Outre les 30 % d’habitats sociaux à bas coûts pour les Librevillois venus des « quartiers sous-intégrés » de la capitale, une grande partie des projets est consacrée à l’habitat social intermédiaire, susceptible d’intéresser les fonctionnaires. Mais des programmes haut de gamme sont aussi en construction. Notamment un lotissement de maisons et d’appartements « en dur », plus chers et plus confortables, situé à quelques centaines de mètres des parcelles réservées aux logements sociaux, sous la houlette de la Société nationale immobilière (SNI). Restera à trouver des mécanismes de financement pour permettre aux plus modestes d’accéder à la propriété, le prix d’achat moyen d’un logement social oscillant tout de même entre 20 millions et 30 millions de F CFA (entre 30 500 et 46 000 euros).
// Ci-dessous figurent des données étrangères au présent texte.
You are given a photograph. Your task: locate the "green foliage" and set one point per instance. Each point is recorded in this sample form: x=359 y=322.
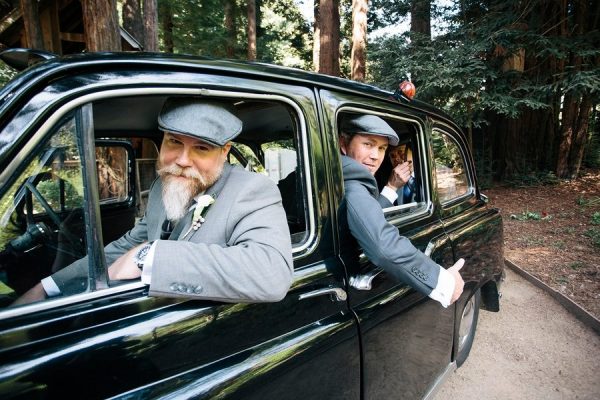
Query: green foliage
x=283 y=36
x=593 y=201
x=533 y=179
x=594 y=234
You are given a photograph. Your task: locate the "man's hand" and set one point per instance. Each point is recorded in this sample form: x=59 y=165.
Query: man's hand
x=458 y=281
x=400 y=175
x=124 y=268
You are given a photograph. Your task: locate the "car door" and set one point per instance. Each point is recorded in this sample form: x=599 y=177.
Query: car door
x=475 y=230
x=406 y=337
x=113 y=340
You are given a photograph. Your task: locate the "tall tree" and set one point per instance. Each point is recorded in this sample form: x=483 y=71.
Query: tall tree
x=166 y=16
x=100 y=24
x=132 y=19
x=230 y=27
x=31 y=20
x=251 y=8
x=420 y=18
x=329 y=48
x=358 y=56
x=150 y=25
x=316 y=35
x=577 y=103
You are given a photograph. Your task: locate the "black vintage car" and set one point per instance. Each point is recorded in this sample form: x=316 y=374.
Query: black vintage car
x=78 y=144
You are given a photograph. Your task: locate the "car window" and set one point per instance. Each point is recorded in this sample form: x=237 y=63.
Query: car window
x=410 y=198
x=42 y=229
x=113 y=179
x=451 y=175
x=269 y=144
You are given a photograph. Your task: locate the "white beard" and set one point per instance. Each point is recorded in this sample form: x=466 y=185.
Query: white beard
x=177 y=195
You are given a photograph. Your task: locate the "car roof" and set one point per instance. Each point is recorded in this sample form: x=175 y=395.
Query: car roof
x=80 y=63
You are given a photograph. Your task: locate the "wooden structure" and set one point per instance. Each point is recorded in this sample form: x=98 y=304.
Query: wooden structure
x=61 y=24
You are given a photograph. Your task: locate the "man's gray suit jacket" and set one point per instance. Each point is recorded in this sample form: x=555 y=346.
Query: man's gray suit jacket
x=241 y=253
x=380 y=240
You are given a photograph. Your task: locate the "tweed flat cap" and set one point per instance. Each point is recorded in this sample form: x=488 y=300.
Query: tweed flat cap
x=371 y=125
x=212 y=121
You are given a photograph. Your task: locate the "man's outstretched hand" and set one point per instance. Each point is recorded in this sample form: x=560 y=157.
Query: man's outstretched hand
x=459 y=284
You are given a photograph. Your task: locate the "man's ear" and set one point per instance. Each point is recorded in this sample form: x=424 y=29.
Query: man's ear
x=342 y=144
x=225 y=149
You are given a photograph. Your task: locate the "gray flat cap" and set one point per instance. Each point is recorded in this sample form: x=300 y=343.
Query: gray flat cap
x=371 y=125
x=212 y=121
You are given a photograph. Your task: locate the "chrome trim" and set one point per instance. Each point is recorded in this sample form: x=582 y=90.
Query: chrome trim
x=364 y=282
x=64 y=301
x=451 y=134
x=337 y=294
x=437 y=385
x=429 y=248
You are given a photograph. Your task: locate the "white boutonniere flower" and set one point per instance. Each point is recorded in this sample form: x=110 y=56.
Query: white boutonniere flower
x=202 y=205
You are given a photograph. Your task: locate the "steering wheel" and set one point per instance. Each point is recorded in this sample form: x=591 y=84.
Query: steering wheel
x=73 y=240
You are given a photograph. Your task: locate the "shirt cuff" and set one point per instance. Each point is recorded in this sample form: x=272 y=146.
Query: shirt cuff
x=50 y=287
x=147 y=268
x=389 y=194
x=445 y=288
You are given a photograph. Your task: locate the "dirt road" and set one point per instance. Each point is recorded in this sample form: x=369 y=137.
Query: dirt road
x=532 y=349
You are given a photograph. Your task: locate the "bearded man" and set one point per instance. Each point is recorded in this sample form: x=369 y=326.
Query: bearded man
x=211 y=230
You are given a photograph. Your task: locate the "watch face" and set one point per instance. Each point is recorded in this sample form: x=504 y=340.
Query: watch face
x=140 y=256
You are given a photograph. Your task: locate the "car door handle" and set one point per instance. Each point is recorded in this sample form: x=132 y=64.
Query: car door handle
x=364 y=282
x=337 y=294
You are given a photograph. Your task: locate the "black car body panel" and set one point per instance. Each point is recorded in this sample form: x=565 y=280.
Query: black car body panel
x=113 y=340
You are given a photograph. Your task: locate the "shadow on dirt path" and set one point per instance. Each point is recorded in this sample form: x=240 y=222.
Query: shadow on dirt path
x=532 y=349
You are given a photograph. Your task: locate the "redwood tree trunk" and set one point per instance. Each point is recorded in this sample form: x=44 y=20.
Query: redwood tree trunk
x=132 y=19
x=329 y=49
x=31 y=20
x=230 y=27
x=316 y=35
x=251 y=30
x=420 y=17
x=359 y=40
x=100 y=25
x=167 y=25
x=150 y=25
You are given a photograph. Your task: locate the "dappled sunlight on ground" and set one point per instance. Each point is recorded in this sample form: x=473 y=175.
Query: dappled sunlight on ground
x=553 y=232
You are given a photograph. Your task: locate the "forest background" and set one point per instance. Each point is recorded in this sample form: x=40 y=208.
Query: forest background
x=521 y=77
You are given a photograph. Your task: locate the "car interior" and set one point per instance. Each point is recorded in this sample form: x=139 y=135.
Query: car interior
x=42 y=226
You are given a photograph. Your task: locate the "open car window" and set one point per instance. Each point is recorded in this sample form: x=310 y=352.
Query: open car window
x=412 y=197
x=42 y=227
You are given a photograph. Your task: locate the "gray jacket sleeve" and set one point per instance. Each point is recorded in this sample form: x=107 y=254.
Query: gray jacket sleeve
x=384 y=246
x=253 y=264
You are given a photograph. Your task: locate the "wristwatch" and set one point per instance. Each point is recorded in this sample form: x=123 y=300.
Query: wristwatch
x=139 y=258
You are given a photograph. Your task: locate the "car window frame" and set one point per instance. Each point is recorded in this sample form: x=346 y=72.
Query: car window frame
x=393 y=214
x=95 y=238
x=471 y=190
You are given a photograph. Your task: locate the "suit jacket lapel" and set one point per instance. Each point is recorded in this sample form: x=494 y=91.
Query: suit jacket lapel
x=186 y=222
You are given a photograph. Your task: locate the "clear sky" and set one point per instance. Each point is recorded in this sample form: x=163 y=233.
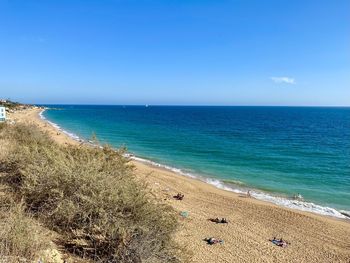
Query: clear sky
x=238 y=52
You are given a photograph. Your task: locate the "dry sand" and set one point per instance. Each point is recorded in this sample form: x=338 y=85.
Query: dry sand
x=313 y=238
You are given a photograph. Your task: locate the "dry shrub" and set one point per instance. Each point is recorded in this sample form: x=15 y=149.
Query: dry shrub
x=91 y=197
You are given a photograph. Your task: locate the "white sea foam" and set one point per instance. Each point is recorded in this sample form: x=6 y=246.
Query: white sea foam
x=281 y=201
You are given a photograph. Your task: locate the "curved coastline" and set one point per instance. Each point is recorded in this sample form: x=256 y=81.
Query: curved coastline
x=230 y=187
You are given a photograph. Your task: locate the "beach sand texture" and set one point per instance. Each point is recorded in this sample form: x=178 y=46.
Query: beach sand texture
x=313 y=238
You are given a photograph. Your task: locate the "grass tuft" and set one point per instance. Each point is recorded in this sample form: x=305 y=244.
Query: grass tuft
x=90 y=196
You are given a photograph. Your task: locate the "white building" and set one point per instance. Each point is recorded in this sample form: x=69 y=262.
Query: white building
x=2 y=113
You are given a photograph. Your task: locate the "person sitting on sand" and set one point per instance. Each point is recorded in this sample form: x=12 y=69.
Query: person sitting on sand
x=179 y=196
x=249 y=194
x=212 y=241
x=223 y=221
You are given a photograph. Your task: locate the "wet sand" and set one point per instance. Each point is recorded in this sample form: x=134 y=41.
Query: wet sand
x=313 y=238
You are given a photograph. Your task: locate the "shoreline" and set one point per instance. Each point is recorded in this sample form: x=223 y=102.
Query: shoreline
x=313 y=237
x=282 y=201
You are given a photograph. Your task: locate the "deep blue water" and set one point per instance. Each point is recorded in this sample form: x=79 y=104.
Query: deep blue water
x=281 y=150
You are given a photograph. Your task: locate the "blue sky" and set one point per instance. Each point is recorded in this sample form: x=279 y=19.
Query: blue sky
x=235 y=52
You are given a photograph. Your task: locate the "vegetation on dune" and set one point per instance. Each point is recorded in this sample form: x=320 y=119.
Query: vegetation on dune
x=90 y=197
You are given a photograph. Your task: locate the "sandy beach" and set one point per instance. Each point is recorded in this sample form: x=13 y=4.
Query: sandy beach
x=312 y=237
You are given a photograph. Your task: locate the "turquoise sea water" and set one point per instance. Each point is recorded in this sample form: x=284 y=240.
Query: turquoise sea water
x=279 y=151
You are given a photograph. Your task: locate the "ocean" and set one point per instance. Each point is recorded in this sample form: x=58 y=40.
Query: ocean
x=277 y=152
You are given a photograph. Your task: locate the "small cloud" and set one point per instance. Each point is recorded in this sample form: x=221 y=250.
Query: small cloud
x=286 y=80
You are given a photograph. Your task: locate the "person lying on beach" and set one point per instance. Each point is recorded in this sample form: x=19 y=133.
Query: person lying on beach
x=179 y=196
x=213 y=241
x=279 y=242
x=219 y=221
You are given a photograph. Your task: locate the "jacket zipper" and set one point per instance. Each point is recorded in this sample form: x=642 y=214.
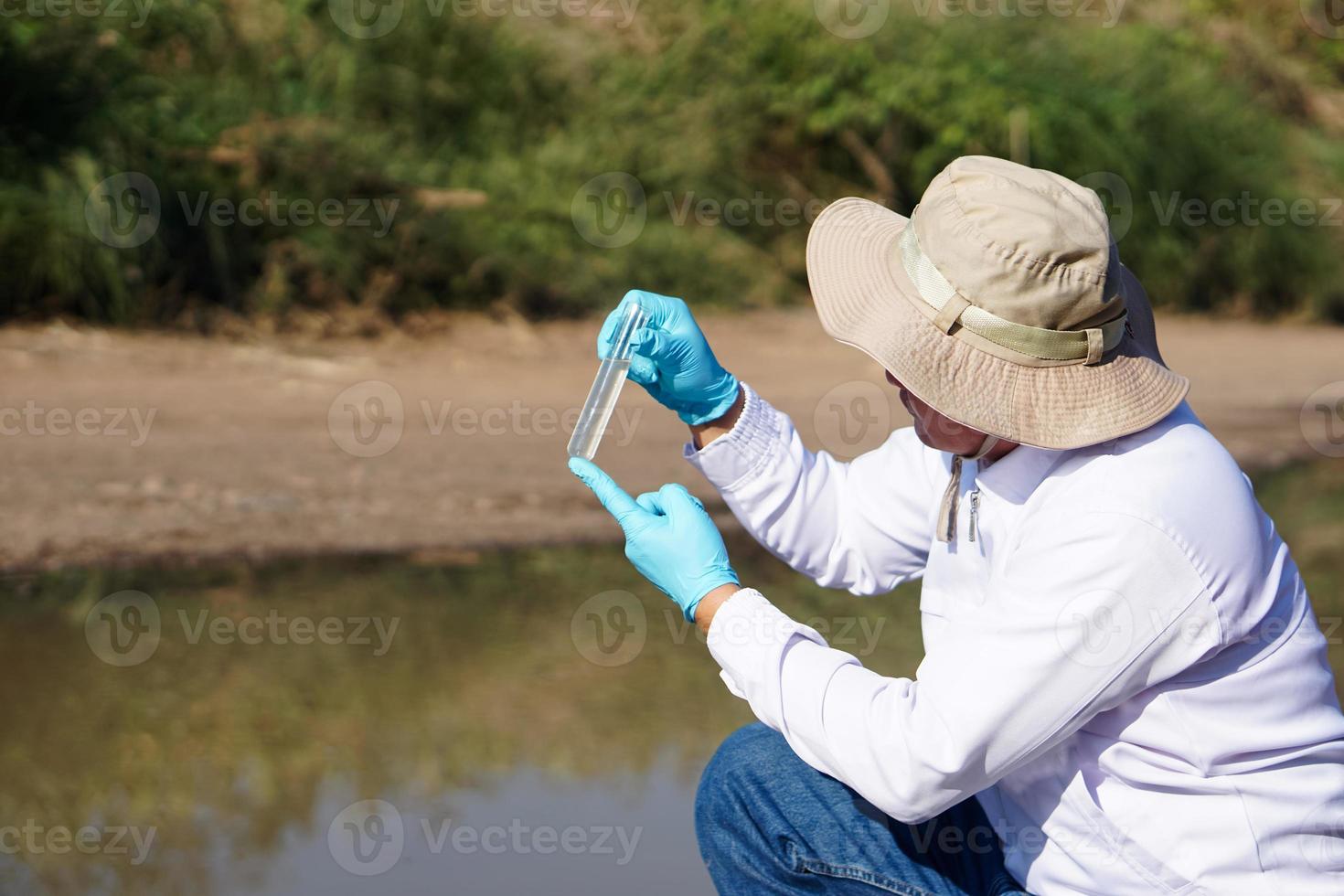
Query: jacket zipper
x=975 y=515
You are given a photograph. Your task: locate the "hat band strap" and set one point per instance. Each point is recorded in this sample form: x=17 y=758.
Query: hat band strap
x=1035 y=341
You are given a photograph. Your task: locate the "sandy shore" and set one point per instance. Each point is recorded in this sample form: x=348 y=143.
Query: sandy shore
x=120 y=448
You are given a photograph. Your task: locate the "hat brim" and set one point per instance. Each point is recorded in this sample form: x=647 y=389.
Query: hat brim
x=866 y=300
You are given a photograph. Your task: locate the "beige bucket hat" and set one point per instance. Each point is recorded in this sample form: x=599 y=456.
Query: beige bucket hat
x=1000 y=301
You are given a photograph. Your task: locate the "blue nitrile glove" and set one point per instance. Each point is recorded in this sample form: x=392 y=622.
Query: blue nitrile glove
x=668 y=536
x=672 y=360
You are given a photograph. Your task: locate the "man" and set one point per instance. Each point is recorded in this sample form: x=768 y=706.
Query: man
x=1124 y=689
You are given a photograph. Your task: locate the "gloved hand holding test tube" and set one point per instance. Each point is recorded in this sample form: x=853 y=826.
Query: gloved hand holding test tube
x=606 y=386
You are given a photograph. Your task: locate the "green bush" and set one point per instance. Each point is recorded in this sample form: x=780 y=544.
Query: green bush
x=483 y=131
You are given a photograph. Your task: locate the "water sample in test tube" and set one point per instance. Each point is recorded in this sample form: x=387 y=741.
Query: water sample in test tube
x=606 y=387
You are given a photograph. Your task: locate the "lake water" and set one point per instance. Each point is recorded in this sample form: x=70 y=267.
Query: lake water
x=526 y=721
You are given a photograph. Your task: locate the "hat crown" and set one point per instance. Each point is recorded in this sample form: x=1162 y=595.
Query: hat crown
x=1026 y=245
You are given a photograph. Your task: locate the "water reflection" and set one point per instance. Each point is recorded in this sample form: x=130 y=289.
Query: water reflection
x=512 y=709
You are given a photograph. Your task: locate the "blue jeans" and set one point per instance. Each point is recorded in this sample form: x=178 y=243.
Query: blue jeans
x=768 y=822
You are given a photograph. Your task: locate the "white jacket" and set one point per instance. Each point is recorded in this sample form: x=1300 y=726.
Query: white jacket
x=1123 y=666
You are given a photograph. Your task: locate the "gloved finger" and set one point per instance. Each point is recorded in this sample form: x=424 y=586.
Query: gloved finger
x=643 y=371
x=674 y=497
x=659 y=308
x=651 y=503
x=652 y=344
x=612 y=496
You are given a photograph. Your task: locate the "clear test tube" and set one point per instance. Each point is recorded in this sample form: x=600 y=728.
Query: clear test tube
x=606 y=386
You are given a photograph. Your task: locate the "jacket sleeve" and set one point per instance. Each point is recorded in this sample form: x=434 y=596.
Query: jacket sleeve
x=1074 y=626
x=864 y=526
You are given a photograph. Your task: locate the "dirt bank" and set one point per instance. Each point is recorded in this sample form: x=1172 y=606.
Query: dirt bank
x=119 y=448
Fast-foods, espaces de loisirs, hôtels : la vie quotidienne s’anime. © David Ignaszewski pour J.A.
Angondjé se « boboïse »
Conçue et construite dans le respect des principes édictés par le SmartCode, un modèle international de développement urbain qui place l’aménagement durable au centre des priorités, la ville nouvelle devra aussi constituer un exemple de mixité fonctionnelle, à l’opposé d’une cité-dortoir. Les zones d’habitat devront donc comprendre des commerces, des écoles maternelles, des espaces verts et des bureaux, tout en étant desservies par un bon réseau de routes et de chemins… « Il faut que les gens puissent vivre et travailler à Angondjé sans se rendre dans le centre-ville tous les jours », explique Virginie Akele Mozogo, la directrice de communication de l’ANGT.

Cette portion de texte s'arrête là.